Bei Erwachsenen ist eine Wachstumsbeeinflussung durch FKO - Geräte nicht mehr möglich. Hier ist aber auch objektiv zu unterscheiden, wo die Schuld des Missverhältnisses liegt. Aufschluß gibt hier die Fernröntgenseitenaufnahme (FRS) und die Fotostatanalyse. Bei beiden Formen wird durch der Weichteilanalyse und der Röntgenanalyse durch die Vermessung bestimmter Punkte entschieden, welche therapeutische Maßnahme zum Zuge kommt.
Bei singulärer Vorlage des Oberkiefers, oft vergesellschaftet mit insuffizienten Lippenschluß ("Patient bekommt die Lippen nicht zusammen"), bietet sich oft die Extraktion (das Ziehen) von zwei Prämolaren (Vorbackenzähne) an. Der erwachsene Patient muß sich jedoch in diesem Fall einer Behandlung mit einer festsitzenden Apperatur, ( Multiband bzw. Brackets und Bögen ) unterziehen. Dadurch kann der sog. Überbiß durch Zurückbewegen der Front- und Eckzähne und Schließen der durch das Ziehen von zwei Zähnen entstandenen Lücken korrigiert werden.
Die Rücklage des Unterkiefers, welche knöchern bedingt ist, kann durch die oben genannte Therapie nicht verbessert werden.
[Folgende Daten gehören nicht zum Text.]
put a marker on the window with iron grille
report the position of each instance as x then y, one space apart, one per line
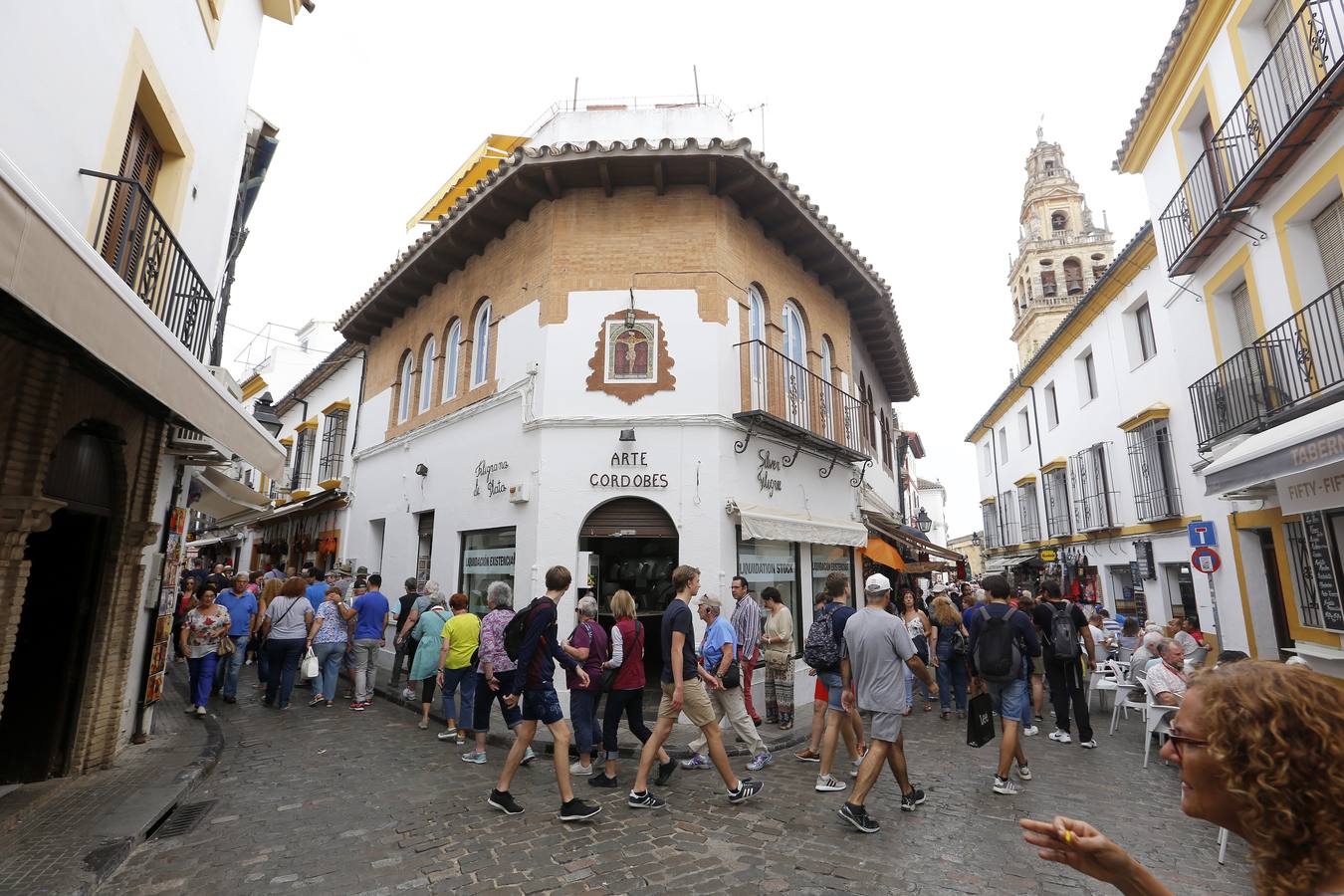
303 474
1153 469
1027 512
1091 489
1300 559
1056 503
334 446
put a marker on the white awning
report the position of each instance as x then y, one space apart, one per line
1296 446
47 265
782 526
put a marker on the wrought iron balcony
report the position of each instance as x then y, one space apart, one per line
1292 99
783 395
1296 361
137 243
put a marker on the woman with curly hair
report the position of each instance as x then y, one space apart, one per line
1259 753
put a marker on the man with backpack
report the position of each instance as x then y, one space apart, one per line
1062 622
1002 638
531 638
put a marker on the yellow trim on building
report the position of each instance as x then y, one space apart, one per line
1201 33
1158 411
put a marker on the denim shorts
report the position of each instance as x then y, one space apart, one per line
542 706
1009 697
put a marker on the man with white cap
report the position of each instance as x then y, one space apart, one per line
875 644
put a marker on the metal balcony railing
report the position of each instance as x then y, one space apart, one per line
137 243
1297 360
1292 97
789 392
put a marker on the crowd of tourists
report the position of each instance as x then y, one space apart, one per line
1250 761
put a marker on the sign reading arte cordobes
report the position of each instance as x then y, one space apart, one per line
629 470
1323 569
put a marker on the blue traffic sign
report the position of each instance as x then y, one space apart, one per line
1202 535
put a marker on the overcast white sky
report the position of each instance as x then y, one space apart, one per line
909 123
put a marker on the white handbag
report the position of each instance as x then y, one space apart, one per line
310 664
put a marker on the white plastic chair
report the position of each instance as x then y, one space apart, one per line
1155 720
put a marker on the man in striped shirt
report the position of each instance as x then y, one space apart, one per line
746 621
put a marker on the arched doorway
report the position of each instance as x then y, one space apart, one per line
632 546
66 583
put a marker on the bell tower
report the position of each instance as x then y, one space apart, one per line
1060 251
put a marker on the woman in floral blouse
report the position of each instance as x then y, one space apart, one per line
206 625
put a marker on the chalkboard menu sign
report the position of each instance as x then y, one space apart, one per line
1323 569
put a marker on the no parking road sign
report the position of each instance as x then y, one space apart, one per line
1206 560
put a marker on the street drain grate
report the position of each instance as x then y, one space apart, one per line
181 819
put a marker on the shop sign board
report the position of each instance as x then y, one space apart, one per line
1323 569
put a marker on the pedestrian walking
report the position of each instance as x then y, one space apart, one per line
875 644
777 652
1062 622
684 684
1003 641
587 645
285 630
202 634
537 658
329 635
626 692
746 622
721 661
461 638
369 635
495 676
426 665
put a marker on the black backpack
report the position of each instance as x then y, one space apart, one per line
1063 633
998 656
517 630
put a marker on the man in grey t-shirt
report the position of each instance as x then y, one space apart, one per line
874 648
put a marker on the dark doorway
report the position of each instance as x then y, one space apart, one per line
50 660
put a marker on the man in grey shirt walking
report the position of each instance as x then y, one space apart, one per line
874 648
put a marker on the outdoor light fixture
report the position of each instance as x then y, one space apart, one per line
924 522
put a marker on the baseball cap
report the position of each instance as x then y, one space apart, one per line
876 583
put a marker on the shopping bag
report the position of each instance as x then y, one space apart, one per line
310 664
980 720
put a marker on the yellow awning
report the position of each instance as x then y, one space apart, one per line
483 160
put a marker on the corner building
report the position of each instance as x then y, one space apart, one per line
621 357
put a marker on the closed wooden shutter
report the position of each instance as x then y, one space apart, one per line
630 518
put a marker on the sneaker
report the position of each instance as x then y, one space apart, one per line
857 815
760 762
746 790
644 800
578 808
504 800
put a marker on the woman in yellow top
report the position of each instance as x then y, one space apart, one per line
457 660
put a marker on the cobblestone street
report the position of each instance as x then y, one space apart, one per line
344 802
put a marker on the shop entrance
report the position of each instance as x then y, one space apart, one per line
66 579
632 546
Durch das Ziehen von zwei Zähnen wird zwar auch eine Verminderung der Distanz der Oberkieferzähne zu den Unterkieferzähne erreicht, jedoch meist mit einem nicht sehr schönen Effekt auf die Weichteile und das Profil (verstärkte Nasolabialfalte, einfallende Oberlippe).
Oft ist die Rücklage des Unterkiefers mit einem tiefen Biss vergesellschaftet. Bei starker Rücklage kommt es häufig zu Beschwerden im Kiefergelenk und der Muskulatur bis hin zu Schulter- und Kopfschmerzen. In diesem Fall ist eine kieferorthopädische Intervention sinnvoll und indiziert. In Kombination mit einer kieferchirurgischen Vorverlagerung kann der Unterkiefer in die richtige Position zum Oberkiefer gesetzt werden. Diese Operation wird übrigens intraoral durchgeführt, dass heisst ohne irgendwelche sichtbaren Eingriffe im Gesicht oder am Hals (oft wird von Patienten geäußert : "Weisheitszähne entfernen war schlimmer").
Die Kieferorthopädie übernimmt in diesen Fällen die Vorbereitung für die Operation und die Feineinstellung nach der Vorverlagerung. Denn die Zähne eines Erwachsenen sind natürlich im Laufe des Lebens unterschiedlich abgenutzt, es gibt Drehungen, Kippstände oder Lücken, die man kieferorthopädisch beherrschen kann. Gerade nach der Operation ist deshalb die richtige Zuordnung der Zähne für die Stabilität sehr wichtig. Nach einer solchen Therapie wird mit Hilfe von "Nachtspangen", dass heisst herausnehmbaren Platten für den Ober- und Unterkiefer die neue Situation gefestigt und gehalten (so genannte Retention ).
Sowohl im Kindes- bzw. Jugendalter, wie auch beim Erwachsenen stehen der Kieferorthopädie eine Vielzahl von therapeutischen Möglickeiten zur Verfügung. Vor einer größeren prothetischen Arbeit durch den Zahnarzt ist es deshalb für den Erwachsenen oftmals ratsam, eine ungenügende "Überbißsituation" vom Kieferorthopäden anschauen zu lassen. (Thomas Cawi, Kieferorthopäde, Nürnberg)
Letzte Aktualisierung am 29.07.2015.